17. Regression and Correlation IV: Diagnostics, Influence, and Model Reporting

17.0 Notation Table

Notation (symbols used in this module)
Symbol	Meaning
\(y_i\)	observed response for unit \(i\)
\(\hat{y}_i\)	fitted value for unit \(i\)
\(e_i = y_i - \hat{y}_i\)	ordinary residual
\(n\)	number of observations
\(k\)	number of predictors (excluding intercept)
\(p = k+1\)	number of parameters (including intercept)
\(X\)	design matrix (includes intercept column)
\(\beta\)	regression coefficient vector (population)
\(b\)	least squares estimate of \(\beta\)
\(s^2\)	mean square error (MSE) from fitted model, \(s^2=SSE/(n-p)\)
\(H = X(X^\top X)^{-1}X^\top\)	hat matrix
\(h_{ii}\)	leverage (diagonal of \(H\))
\(r_i\)	internally studentized residual
\(t_i\)	externally studentized (R-student) residual
\(\delta_i\)	PRESS residual (leave-one-out)
\(\mathrm{PRESS}\)	prediction sum of squares
\(R^2\)	in-sample coefficient of determination
\(R^2_{\mathrm{pred}}\)	prediction \(R^2\) based on PRESS
\(C_p\)	Mallows’ \(C_p\) statistic
\(D_i\)	Cook’s distance (influence measure)

17.1 Introduction

In earlier regression modules, the emphasis was on fitting a model, interpreting coefficients, and performing inference for mean response and prediction. Those conclusions are reliable only when the model is adequate for the data and when a small number of problematic observations is not dominating the fit.

This module develops a practical workflow for checking model adequacy and reporting results responsibly. The focus is on residual analysis, detection of outliers and misspecification, identification of influential observations, and prediction-oriented assessment using leave-one-out logic and the PRESS statistic. The module closes with a reporting template that aligns diagnostics, purpose, and conclusions.

17.2 Learning Outcomes

After completing this module, students should be able to:

Explain why model checking is required before relying on coefficient tests and intervals.
Compute and interpret scaled residual diagnostics, including studentized and R-student residuals.
Use residual plots to detect outliers, nonconstant variance, and mean-function misspecification.
Explain leverage and influence, and describe how \(h_{ii}\) affects diagnostic scaling.
Describe prediction-focused assessment using leave-one-out logic and the PRESS statistic.
Compare candidate regression models using simple criteria and report a defensible final model.

17.3 Main Concepts

17.3.1 Model adequacy in regression

Regression inference is conditional on a working error model. Under independent sampling, a common set of conditions is:

Mean structure is adequate (the chosen predictors and functional form capture the systematic pattern in \(E(Y\mid X)\)).
Errors have mean zero given predictors: \(E(\varepsilon\mid X)=0\).
Errors have constant variance \(\sigma^2\) (or at least no severe heteroscedasticity for the intended procedures).
Errors are approximately Normal when using small-sample \(t\) and \(F\) reference distributions.

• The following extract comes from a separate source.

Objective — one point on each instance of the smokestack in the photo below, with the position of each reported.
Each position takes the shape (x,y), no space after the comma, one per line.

Diagnostics are part of the inferential contract. If diagnostics show strong violations, then standard errors, tests, and intervals may not describe the intended uncertainty, and predictions may be unstable.

17.3.2 Residuals and scale-free residual diagnostics

The ordinary residual is

\[e_i = y_i - \hat{y}_i.\]

Raw residual magnitudes are not directly comparable across observations because the residual variance depends on leverage. Leverage values are the diagonal elements of the hat matrix:

\[H = X(X^\top X)^{-1}X^\top,\qquad \hat{\mathbf{y}} = H\mathbf{y},\qquad h_{ii}=\text{diag}(H).\]

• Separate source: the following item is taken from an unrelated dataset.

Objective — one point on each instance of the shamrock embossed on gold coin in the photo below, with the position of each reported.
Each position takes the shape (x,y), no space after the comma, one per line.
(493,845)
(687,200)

A standard scale-free residual is the internally studentized residual:

\[r_i = \frac{e_i}{s\sqrt{1-h_{ii}}},\]

where \(s^2=SSE/(n-p)\) is the fitted model MSE. Studentization adjusts for the fact that high-leverage observations have smaller residual variance under the fitted model.

A more sensitive outlier diagnostic is the externally studentized (R-student) residual:

\[t_i = \frac{e_i}{s_{-i}\sqrt{1-h_{ii}}},\]

where \(s_{-i}\) is computed from a refit that excludes observation \(i\). This makes \(t_i\) more responsive to a single extreme point because the scale is not inflated by the same point being assessed.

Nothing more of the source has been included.